10 – 12 April 2010
About 9 years ago, just after we had bought Balvenie and she was sitting down in Picton Marina while we were in Auckland working hard to make our dreams come true, we were introduced to an Irish cruising couple, Pat and Olivia Murphy who were on their yacht Aldebaran in Auckland, half way around their circumnavigation of the world. They inspired us with their stories of exotic places they had travelled to, sights they had seen, so many of which you can not do without your own boat. But the highlight of their journey so far, they recalled, was spending Christmas and New Year in Cartagena, Colombia. We were amazed that such a “normal” couple had even ventured into this land of drug barons and cocaine dealers, lived to tell the story and spoke so highly of it. We filed it away in our memory bank under “possibly but probably not”, but here we are – in Colombia.
With Balvenie and Bandit safely tied up at the new marina in Santa Marta about 3 hours north, we decided to catch a minibus down to the UNESCO World Heritage City of Cartagena de Indias.
The road goes down the coast, the terrain was flat and all quite uninspiring, no lush tropical jungle to the waters edge here, just flat plains and scrubland.
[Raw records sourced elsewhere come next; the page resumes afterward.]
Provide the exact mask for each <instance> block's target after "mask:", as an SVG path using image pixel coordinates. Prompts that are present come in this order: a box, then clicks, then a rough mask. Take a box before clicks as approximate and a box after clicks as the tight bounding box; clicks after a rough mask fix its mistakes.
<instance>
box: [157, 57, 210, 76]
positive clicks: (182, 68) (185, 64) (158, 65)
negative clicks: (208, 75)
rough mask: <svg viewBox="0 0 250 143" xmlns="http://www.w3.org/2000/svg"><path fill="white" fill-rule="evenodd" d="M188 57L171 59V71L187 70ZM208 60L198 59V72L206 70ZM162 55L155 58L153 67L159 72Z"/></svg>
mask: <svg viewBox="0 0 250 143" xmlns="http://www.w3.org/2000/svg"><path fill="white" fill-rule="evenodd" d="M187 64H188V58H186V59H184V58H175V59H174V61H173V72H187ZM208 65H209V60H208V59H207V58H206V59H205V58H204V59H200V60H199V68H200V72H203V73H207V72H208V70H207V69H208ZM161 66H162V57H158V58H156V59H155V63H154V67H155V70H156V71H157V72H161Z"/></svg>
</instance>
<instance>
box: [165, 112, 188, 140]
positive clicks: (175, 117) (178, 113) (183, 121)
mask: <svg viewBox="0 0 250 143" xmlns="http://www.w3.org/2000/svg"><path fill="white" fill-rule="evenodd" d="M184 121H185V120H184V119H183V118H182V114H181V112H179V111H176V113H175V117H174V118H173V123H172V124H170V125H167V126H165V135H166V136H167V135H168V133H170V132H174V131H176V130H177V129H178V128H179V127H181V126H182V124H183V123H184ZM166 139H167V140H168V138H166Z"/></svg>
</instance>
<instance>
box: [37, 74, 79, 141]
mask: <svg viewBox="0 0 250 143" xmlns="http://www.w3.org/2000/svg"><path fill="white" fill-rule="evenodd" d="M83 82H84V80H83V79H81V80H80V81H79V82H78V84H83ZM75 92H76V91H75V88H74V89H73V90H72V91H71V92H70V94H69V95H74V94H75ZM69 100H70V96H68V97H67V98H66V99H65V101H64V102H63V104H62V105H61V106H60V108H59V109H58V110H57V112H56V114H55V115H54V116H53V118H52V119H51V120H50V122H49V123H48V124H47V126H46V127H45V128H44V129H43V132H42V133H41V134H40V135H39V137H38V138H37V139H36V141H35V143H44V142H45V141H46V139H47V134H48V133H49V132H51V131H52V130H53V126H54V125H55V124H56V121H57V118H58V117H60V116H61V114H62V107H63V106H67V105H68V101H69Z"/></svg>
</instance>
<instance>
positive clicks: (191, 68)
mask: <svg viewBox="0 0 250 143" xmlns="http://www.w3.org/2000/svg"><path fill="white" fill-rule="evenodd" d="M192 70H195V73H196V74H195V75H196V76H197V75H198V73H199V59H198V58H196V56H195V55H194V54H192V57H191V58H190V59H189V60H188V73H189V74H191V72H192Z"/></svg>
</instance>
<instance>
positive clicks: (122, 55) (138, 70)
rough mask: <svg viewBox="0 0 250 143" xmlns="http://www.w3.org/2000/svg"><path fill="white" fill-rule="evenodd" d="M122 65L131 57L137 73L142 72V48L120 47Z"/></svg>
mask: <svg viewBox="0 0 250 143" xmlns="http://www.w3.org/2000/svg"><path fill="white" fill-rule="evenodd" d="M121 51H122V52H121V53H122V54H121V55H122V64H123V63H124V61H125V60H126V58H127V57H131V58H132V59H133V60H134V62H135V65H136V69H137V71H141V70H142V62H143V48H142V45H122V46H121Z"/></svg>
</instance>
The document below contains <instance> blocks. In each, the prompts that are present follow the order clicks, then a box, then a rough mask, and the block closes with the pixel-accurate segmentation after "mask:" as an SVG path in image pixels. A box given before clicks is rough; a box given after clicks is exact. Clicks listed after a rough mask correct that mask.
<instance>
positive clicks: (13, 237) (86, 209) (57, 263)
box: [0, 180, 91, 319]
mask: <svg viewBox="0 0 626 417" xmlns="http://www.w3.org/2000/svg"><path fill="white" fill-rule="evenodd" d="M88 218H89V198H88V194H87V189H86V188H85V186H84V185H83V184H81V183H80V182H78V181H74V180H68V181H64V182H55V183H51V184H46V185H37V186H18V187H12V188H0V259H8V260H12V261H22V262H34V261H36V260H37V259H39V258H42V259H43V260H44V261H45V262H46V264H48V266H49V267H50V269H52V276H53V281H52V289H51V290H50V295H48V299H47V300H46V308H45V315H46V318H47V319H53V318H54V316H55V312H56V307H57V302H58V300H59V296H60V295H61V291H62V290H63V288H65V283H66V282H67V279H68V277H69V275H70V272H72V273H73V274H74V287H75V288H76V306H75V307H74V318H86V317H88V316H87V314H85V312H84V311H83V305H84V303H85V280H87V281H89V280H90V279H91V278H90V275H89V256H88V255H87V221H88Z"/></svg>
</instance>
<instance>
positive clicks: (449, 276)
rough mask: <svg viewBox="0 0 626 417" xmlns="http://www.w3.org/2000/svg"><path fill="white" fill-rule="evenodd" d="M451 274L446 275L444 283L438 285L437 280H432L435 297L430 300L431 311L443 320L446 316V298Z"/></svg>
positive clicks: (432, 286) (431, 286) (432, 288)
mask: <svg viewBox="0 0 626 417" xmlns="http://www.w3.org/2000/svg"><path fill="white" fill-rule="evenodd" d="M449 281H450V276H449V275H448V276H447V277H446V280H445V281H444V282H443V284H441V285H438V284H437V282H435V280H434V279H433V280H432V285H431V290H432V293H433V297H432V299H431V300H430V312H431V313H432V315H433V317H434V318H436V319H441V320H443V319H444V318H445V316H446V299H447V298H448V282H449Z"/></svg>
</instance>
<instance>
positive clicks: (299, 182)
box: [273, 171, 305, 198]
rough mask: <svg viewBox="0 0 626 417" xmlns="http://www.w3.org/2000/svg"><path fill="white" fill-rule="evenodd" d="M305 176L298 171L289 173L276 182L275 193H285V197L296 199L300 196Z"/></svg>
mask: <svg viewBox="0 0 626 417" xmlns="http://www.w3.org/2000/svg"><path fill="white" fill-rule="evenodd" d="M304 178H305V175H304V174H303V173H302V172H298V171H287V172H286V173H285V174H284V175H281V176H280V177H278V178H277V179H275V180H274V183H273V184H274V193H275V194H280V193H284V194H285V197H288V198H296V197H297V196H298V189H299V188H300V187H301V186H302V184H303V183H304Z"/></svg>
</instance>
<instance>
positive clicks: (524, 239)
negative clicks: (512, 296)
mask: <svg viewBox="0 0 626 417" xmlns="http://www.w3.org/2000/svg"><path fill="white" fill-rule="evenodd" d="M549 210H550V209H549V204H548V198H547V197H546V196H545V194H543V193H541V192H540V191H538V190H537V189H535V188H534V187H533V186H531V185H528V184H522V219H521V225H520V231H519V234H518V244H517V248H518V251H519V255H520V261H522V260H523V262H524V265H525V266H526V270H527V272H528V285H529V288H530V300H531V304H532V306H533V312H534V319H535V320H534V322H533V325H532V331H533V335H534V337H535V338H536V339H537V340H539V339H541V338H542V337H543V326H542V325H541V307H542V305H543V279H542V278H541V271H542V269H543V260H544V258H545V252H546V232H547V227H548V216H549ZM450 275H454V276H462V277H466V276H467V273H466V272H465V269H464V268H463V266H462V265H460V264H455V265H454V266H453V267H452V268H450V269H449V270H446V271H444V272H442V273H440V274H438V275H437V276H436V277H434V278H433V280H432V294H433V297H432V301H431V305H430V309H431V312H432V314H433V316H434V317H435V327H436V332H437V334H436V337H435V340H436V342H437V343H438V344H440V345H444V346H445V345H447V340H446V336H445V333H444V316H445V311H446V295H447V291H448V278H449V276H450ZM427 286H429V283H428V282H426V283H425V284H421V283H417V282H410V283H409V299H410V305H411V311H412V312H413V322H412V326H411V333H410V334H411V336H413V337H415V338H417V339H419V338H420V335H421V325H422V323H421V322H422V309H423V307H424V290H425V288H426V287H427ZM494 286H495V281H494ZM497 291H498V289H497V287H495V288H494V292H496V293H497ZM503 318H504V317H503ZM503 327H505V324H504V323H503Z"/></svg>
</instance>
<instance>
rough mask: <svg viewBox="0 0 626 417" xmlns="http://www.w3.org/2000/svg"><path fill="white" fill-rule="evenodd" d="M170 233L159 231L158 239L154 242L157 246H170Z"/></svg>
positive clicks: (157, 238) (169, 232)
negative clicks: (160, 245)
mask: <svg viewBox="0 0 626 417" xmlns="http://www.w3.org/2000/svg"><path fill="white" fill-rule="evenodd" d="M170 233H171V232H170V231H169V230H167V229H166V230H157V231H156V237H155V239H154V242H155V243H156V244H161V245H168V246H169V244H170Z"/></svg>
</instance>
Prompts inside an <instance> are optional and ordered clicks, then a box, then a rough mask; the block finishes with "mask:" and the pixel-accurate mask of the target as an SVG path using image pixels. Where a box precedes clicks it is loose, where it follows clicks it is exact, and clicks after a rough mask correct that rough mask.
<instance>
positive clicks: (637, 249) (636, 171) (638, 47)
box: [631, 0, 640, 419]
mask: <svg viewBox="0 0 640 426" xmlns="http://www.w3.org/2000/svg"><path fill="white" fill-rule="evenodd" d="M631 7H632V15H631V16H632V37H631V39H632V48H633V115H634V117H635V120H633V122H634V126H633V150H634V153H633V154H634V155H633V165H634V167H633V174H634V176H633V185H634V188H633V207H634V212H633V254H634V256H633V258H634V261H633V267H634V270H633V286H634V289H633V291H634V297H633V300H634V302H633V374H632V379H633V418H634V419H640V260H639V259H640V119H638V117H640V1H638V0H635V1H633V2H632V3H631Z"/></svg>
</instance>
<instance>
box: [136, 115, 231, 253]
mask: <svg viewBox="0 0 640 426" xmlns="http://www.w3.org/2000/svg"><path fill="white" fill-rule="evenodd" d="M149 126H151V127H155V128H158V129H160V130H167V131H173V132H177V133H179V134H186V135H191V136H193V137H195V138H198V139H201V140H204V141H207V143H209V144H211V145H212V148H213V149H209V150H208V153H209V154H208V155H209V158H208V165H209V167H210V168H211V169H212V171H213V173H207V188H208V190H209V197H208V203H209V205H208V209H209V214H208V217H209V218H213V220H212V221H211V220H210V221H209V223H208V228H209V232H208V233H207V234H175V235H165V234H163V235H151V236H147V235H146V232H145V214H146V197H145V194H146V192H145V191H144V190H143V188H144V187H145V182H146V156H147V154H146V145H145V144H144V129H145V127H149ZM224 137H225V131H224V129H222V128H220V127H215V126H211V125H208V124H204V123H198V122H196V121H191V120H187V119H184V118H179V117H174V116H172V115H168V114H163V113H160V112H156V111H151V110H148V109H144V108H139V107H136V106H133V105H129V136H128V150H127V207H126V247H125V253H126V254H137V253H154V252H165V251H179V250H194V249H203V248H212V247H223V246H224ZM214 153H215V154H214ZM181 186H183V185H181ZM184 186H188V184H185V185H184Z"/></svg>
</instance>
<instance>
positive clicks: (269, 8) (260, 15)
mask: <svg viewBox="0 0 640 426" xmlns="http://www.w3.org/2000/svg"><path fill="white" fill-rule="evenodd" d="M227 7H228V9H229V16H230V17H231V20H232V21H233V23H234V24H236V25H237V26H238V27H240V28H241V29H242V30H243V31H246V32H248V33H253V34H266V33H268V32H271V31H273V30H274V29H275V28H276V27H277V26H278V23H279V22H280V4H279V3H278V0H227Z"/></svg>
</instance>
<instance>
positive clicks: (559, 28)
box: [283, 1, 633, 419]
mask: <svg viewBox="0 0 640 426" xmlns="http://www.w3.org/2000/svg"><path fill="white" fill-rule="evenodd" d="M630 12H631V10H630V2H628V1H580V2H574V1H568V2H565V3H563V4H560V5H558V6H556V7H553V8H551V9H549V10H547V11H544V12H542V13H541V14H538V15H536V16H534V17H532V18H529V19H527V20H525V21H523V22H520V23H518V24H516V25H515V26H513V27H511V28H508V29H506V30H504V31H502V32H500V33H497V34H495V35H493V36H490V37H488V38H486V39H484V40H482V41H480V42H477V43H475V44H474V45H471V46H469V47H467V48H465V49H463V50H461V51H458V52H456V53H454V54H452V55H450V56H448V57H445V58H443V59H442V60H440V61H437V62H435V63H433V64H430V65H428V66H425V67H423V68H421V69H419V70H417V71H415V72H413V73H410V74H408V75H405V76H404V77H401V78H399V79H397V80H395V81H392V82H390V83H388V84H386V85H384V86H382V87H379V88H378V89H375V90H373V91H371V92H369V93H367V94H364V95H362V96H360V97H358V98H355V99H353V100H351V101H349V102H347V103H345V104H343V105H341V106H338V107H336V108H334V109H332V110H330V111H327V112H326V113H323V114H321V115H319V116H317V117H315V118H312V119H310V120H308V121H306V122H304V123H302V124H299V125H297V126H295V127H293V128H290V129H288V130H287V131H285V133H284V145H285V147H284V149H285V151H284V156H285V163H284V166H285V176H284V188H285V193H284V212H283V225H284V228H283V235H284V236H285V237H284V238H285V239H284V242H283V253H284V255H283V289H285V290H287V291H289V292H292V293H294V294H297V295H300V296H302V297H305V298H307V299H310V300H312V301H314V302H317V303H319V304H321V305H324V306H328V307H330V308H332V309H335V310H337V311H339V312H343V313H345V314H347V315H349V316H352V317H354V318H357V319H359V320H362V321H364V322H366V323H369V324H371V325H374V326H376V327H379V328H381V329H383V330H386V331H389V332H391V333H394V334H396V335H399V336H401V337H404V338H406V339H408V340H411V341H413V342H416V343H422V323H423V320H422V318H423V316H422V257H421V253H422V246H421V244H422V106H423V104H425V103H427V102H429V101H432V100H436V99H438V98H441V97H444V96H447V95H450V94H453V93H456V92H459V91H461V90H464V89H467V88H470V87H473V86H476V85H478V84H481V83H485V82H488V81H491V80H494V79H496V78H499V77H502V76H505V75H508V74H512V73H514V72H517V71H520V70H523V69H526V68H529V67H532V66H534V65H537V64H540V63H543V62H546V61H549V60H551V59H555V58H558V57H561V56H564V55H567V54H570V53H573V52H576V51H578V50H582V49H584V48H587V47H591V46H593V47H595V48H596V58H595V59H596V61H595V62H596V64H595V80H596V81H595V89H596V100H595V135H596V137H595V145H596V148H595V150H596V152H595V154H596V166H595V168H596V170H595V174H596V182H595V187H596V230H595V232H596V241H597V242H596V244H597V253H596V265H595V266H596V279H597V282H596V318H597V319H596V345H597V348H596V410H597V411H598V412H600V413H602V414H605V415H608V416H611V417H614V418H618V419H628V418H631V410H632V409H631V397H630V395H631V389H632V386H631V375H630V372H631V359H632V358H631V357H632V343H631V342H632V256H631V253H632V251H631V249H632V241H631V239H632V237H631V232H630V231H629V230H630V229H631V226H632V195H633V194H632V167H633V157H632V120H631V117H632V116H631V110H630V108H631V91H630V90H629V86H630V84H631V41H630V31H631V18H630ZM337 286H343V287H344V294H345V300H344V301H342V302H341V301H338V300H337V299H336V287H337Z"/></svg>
We passed several "shantytown" villages of one room corrugated iron shacks, they lined the road with swamp lands behind them. I imagine in the rainy season they are constantly awash and plagued by mosquitoes, they looked very bleak but there is probably nowhere else for them to go.
Arriving into the old walled town of Cartagena was like taking a weekend mini-break back to Europe. The Spanish certainly performed some atrocities in the countries they “conquered” but they sure left behind some wonderful architecture, and Cartagena is overflowing with it. There were plazas with ancient trees providing much needed shade, handsome buildings housing government offices, banks, museums, palaces, churches and large mansions and then there were all the streets, a feast for the eyes in every direction. Flowering vines and bougainvillea clung to old plaster walls, some freshly painted – some showing signs of centuries of peeled paint, wooden balconies perched out above, every street was a scene out of a movie set.
We had unintentionally timed our visit at quite possibly the safest time you could ever have visited. Cartagena was in the final preparations for a summit to be held in the weekend, with over 30 Heads of State partaking, including President Obama, There were thousands of police in town, including armed police in our hotel, security was at an all time high. There were also hundreds of street cleaners (not normal I am sure), and many buildings were getting a very quick lick of paint to tidy them up. We may have seen a very sanitized version of Cartagena but our memories will be of a very safe, secure, clean, tidy and beautiful old walled town.
Outside the main walls life was going on as normal, the “new” old town of Gétsemaní hadn’t been “airbrushed” for the visit and as we walked through some of its streets we decided that a return to the safer area might be a sensible move!
We took a minibus the short distance out to Bocogrande, it wasn’t far but the heat was sapping our strength and the buses are really rather entertaining. Bocogrande is a long stretch of high rise buildings set along the waterfront on the peninsular, the Caribbean on one side and the harbour on the other. These are not the Caribbean beaches of brochures with crystal clear water, palm trees and white sands, come to Cartagena for the culture and history, not for a beach holiday!
We spent some time in the Museo del Oro y Arqueologia, it houses a collection of gold and pottery from the Zenú culture (the Spanish must have missed this lot), there was also an excellent video on how the Zenú farmed the swamp lands successfully hundreds of years ago, they dug over 750,000 hectares with canal systems to control the water flow in the rainy season. It appears modern day man has learnt nothing from their successful ways.